Hovis: 'GE employees have earned a fair and
balanced contract ...'
On the final day of the first phase of negotiations,
the UE committee completed its presentation of the union’s
demands. Meeting for the last time with GE bargainers as a
committee, the union representatives offered their individual
thoughts on the key issues to be addressed by an agreement. And GE’s
chief spokesperson reiterated the company’s theme of
The UE committee began its work with proposals for
improvement in the language in Article VII. First, the union
proposed continued accumulation of service credits of up to two
years for absences due to compensable illness and injury, and up to
18 months for layoffs. This is proposed, explained Stephen Tormey,
secretary of the UE-GE Conference Board, as both an economic benefit
and a job security proposal. Patrick Rafferty, Local 506, described
for the company that many victims of the company’s layoffs have
experienced additional hardship as a result of GE’s application of
the present rules. These same workers were also punished by the
"continuing absence" rule in Article VII, which the union
said should be eliminated.
The union proposed that all service credits lost
during past strikes be restored. "This is a proposal we have
seen a number of times," said John Curtin, the GE spokesperson.
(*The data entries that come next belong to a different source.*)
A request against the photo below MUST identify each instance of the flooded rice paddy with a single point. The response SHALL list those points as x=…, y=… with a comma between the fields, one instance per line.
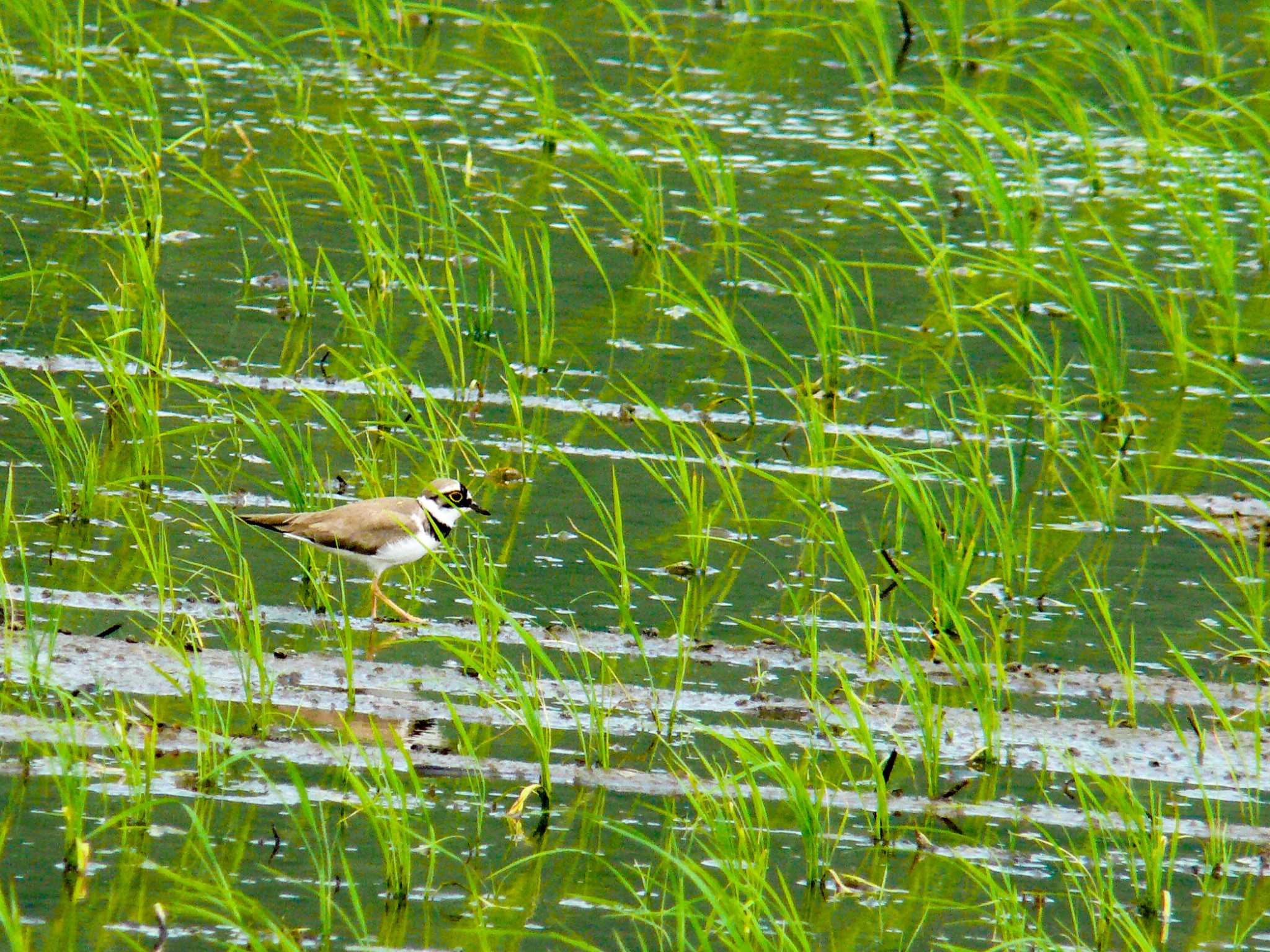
x=870, y=399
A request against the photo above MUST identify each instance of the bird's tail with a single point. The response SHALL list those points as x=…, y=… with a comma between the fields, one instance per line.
x=278, y=522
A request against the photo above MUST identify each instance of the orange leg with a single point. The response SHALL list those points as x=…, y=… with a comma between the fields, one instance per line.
x=380, y=597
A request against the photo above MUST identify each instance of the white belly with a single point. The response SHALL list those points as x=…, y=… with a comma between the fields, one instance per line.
x=403, y=551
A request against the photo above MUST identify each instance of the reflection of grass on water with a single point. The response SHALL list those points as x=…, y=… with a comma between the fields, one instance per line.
x=1078, y=191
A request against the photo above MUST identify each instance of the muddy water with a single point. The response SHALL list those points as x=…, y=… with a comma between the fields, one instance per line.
x=806, y=145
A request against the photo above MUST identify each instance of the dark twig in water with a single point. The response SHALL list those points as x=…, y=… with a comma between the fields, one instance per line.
x=889, y=765
x=956, y=788
x=162, y=917
x=908, y=38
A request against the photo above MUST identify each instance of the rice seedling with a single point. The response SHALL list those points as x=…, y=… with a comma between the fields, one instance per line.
x=863, y=387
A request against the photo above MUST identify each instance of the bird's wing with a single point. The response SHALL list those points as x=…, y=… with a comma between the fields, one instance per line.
x=361, y=527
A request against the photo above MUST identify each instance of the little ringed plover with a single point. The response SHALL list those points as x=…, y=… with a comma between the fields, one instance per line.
x=379, y=534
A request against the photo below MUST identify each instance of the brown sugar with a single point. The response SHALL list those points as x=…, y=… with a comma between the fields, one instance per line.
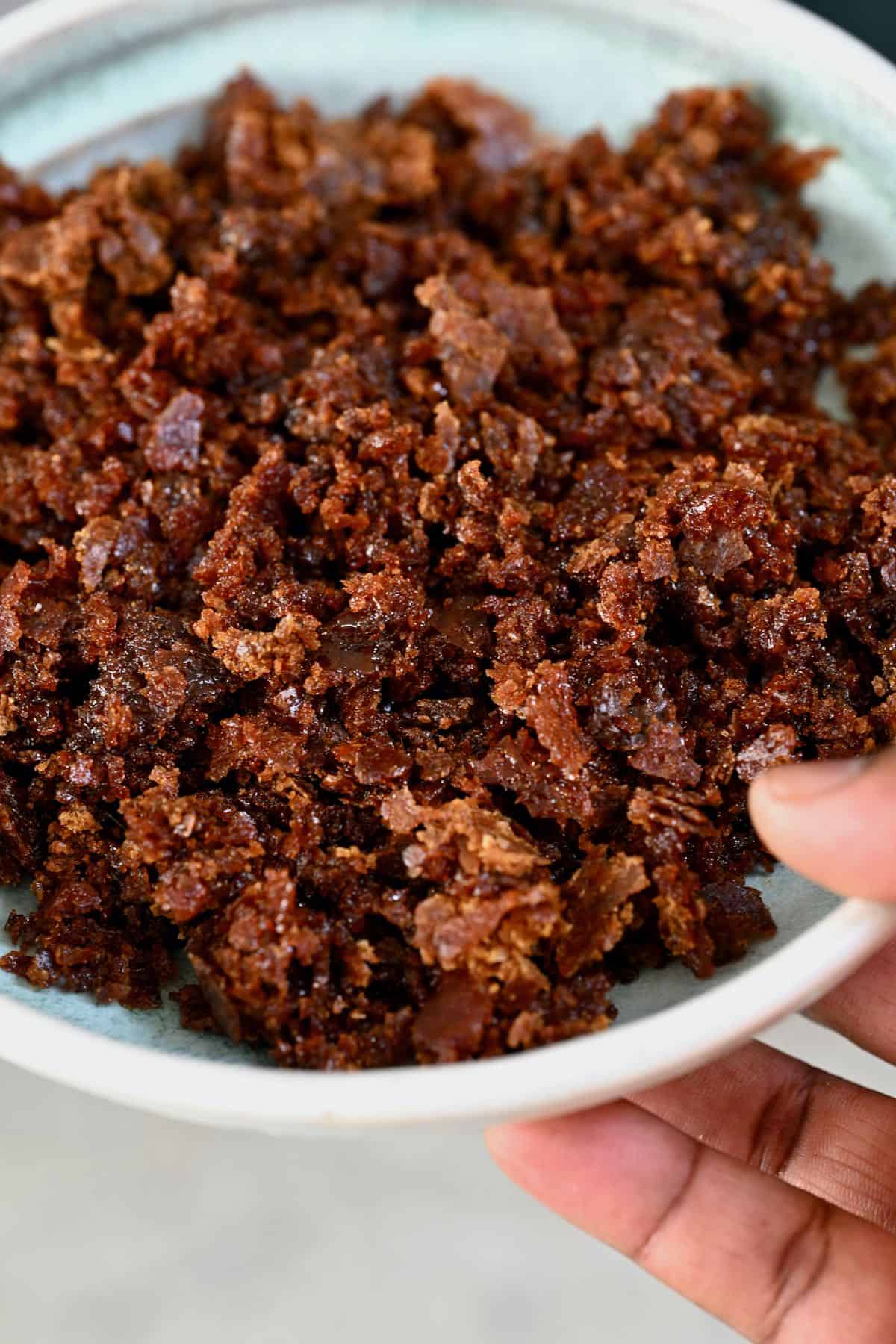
x=415, y=535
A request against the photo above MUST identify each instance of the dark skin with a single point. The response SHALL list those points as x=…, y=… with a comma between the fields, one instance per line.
x=759, y=1187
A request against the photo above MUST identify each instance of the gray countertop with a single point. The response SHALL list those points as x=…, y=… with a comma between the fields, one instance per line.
x=109, y=1216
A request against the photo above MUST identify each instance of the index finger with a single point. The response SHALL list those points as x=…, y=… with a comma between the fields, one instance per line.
x=774, y=1263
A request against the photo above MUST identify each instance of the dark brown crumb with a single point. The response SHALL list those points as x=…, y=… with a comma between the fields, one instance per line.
x=415, y=537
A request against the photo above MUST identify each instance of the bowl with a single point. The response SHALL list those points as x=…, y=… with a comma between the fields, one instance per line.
x=82, y=82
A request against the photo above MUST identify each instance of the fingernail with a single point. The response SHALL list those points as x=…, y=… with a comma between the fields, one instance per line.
x=813, y=779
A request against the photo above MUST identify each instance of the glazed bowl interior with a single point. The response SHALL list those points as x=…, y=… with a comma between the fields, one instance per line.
x=82, y=84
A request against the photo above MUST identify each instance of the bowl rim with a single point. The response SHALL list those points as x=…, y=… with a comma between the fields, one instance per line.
x=548, y=1080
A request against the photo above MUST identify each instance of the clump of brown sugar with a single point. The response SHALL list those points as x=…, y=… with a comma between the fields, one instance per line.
x=415, y=537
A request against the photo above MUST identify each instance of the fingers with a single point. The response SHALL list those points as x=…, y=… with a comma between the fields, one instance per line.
x=793, y=1121
x=864, y=1007
x=835, y=821
x=774, y=1263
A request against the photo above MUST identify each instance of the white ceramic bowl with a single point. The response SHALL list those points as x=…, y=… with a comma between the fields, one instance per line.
x=81, y=82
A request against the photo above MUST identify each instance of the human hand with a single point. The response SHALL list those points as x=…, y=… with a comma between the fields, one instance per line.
x=759, y=1187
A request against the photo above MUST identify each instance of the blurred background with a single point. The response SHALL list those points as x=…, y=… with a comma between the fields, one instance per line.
x=121, y=1228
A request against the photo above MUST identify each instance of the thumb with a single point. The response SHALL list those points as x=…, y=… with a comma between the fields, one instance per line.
x=835, y=821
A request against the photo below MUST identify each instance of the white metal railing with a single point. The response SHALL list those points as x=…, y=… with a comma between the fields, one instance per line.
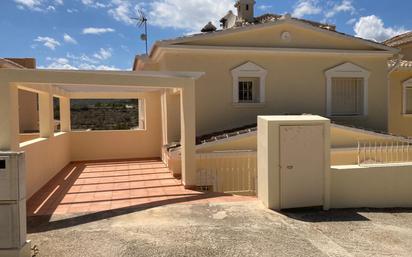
x=227, y=172
x=381, y=152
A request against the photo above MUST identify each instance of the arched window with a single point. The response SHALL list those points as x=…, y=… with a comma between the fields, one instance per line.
x=347, y=90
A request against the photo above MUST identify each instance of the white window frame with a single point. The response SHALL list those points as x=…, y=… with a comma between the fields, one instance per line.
x=346, y=70
x=249, y=70
x=407, y=84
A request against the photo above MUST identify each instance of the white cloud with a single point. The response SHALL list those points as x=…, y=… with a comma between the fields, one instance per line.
x=68, y=39
x=66, y=64
x=81, y=58
x=103, y=54
x=48, y=42
x=59, y=64
x=344, y=6
x=264, y=7
x=187, y=15
x=38, y=5
x=351, y=21
x=306, y=7
x=121, y=11
x=34, y=5
x=373, y=28
x=93, y=3
x=97, y=31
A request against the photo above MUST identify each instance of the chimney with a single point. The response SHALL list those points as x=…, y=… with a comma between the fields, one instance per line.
x=246, y=10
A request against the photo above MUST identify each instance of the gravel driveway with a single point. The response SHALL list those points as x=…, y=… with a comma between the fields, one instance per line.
x=225, y=229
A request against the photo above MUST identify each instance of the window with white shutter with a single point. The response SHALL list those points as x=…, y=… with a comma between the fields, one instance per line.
x=347, y=96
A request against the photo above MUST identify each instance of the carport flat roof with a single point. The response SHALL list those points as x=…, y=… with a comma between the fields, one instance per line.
x=70, y=81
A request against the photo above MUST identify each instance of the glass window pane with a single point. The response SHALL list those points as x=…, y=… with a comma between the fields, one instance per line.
x=408, y=98
x=347, y=96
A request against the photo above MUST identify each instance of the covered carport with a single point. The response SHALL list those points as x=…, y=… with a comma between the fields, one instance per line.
x=91, y=84
x=51, y=152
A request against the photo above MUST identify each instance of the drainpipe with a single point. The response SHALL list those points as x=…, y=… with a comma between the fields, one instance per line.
x=398, y=62
x=394, y=68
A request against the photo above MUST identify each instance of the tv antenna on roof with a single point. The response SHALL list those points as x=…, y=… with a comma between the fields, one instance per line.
x=142, y=21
"I don’t think we’ll change." Tormey pointed out that
in 1973 the company did restore service credits for time lost during
the 1969-70 strike, a period of much greater duration than the
handful of grievance strikes that would be affected by this
proposal. And he took the opportunity to blast the company’s
published threat in the GE benefits book to terminate insurance
benefits in the event of a grievance strike. The theat "is one
more dirty trick the company uses to fight organizing."
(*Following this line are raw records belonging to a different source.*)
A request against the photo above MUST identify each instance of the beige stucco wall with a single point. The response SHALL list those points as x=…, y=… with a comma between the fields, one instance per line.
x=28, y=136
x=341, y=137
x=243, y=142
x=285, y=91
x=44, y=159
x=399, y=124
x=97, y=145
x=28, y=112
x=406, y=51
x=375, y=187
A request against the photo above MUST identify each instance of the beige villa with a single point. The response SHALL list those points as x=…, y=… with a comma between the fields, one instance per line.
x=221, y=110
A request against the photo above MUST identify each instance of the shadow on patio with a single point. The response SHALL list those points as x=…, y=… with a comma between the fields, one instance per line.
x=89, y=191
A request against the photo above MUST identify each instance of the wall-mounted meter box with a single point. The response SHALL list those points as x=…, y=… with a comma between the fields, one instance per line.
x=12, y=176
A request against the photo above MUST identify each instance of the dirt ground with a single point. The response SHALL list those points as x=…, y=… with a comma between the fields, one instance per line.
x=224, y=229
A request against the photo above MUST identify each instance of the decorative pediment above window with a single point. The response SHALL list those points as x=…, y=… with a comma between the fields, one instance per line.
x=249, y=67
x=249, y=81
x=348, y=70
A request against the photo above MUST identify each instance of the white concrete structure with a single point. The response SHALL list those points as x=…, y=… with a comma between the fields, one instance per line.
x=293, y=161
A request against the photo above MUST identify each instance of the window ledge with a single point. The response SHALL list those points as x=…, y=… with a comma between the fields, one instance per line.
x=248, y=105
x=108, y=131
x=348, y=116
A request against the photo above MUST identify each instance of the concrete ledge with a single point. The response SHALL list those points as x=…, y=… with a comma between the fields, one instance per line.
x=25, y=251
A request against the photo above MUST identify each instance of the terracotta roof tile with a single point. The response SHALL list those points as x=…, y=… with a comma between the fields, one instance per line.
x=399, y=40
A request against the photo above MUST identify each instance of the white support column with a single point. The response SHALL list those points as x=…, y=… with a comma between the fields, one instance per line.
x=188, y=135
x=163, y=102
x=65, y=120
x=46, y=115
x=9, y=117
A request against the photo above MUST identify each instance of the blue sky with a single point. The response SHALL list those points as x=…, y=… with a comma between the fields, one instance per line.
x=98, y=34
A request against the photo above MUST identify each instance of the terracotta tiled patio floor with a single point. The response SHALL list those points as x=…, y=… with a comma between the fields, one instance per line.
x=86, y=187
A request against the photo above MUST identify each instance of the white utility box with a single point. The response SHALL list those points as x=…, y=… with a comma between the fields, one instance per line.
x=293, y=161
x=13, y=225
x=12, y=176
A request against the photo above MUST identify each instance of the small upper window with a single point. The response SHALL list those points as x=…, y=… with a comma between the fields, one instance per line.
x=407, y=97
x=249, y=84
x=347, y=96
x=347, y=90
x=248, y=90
The UE committee proposed restoration of service
credits for prior periods of GE service after one year rather than
the current three years. The current duration, said Rafferty,
"is way too long to have to worry about restoring that service
and having some kind of security." To Curtin’s comment that
three years is "a reasonable period," Rafferty pointed out
that those affected were forced out of the plant by GE and lost
recall rights. "They’re decent employees, that’s why you’ve
hired them twice," said Bill Callahan, Local 751. "One
year gives you plenty of time." David Adams, Local 506, said
that in encouraging a former employee to return as a replacement
under the SERO "window," he was asked, "Can GE
guarantee me three years’ employment?" Curtin commented,
"We can’t guarantee three days."
Under Article XX, the union proposed that Section
1(c) be amended to provide that shift transfer requests be
considered on a plantwide as well as a departmental basis. In the
first of several such exchanges, the GE representatives said the
issue was best handled on the local level — only to have the UE
bargainers say that there were specifically told by local management
to bring the matter to national negotiations!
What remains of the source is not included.